The dangers of environmental toxins from pollution in the air to pharmaceutical drugs in the water are seemingly unavoidable and can negatively impact your health. But new research from Spain shows there is an ally in the form of the mineral selenium that can help your body’s defense system counteract the effects of pollution.
Scientists from the University of Cordoba wanted to find out how a mixture of toxins can impact mice and published their findings in the journal Science of The Total Environment.
They created a “cocktail of contaminants” that are common in the environment and accumulate along the food chain. This mixture included metals such as arsenic, cadmium, and mercury, as well as prescription drugs diclofenac and flumequine.
"We studied the controlled exposure of mice to this mixture and analyzed how it affects the proteins in the liver; that is, how their liver proteostasis changes when ingesting these mixtures of contaminants for two weeks," explained Professor Nieves Abril. "We used a massive protein detection technique (shotgun proteomic), which allowed us to compare how the proteins of the group exposed to the mixture of contaminants were altered compared to the control group."
Abril and colleagues found a synergistic effect with the compounds.
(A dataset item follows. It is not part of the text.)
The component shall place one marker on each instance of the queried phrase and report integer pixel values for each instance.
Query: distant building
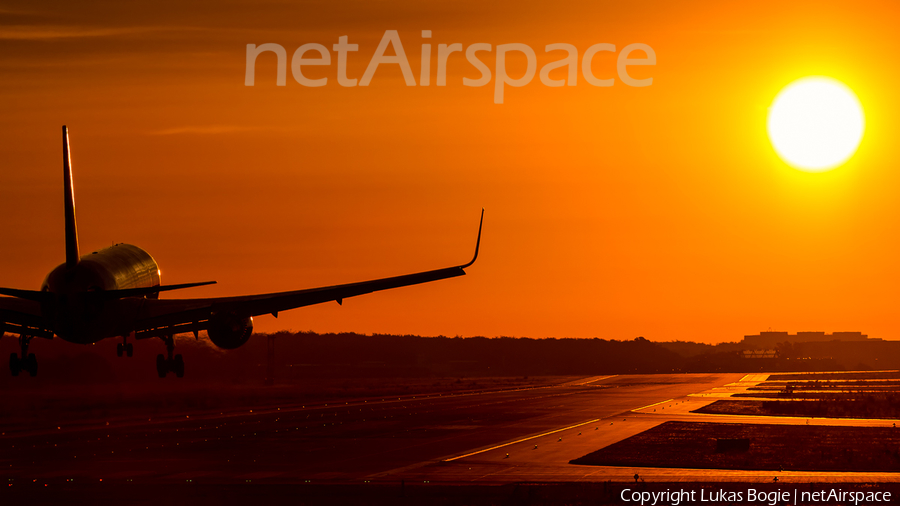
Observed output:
(760, 354)
(770, 339)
They realized the combination of contaminants was responsible for exponentially more damage than the individual pollutants by themselves.
"Although these pollutants generated oxidation in the cells separately too, when they acted together we found that the oxidation was so intense that all the antioxidant defense responses were activated continuously, without deactivating them, which ends up doing damage and causing many proteins to stop working, Abril said."
But the study also showed there his hope. A third group of mice was given the mineral selenium to see if it could counteract some of the effects.
Researchers found the mice given selenium showed relief from the molecular damage done by the mix of toxins. Selenium is an antioxidant by itself and researchers said it predisposes the body to better defend itself from the pollutants.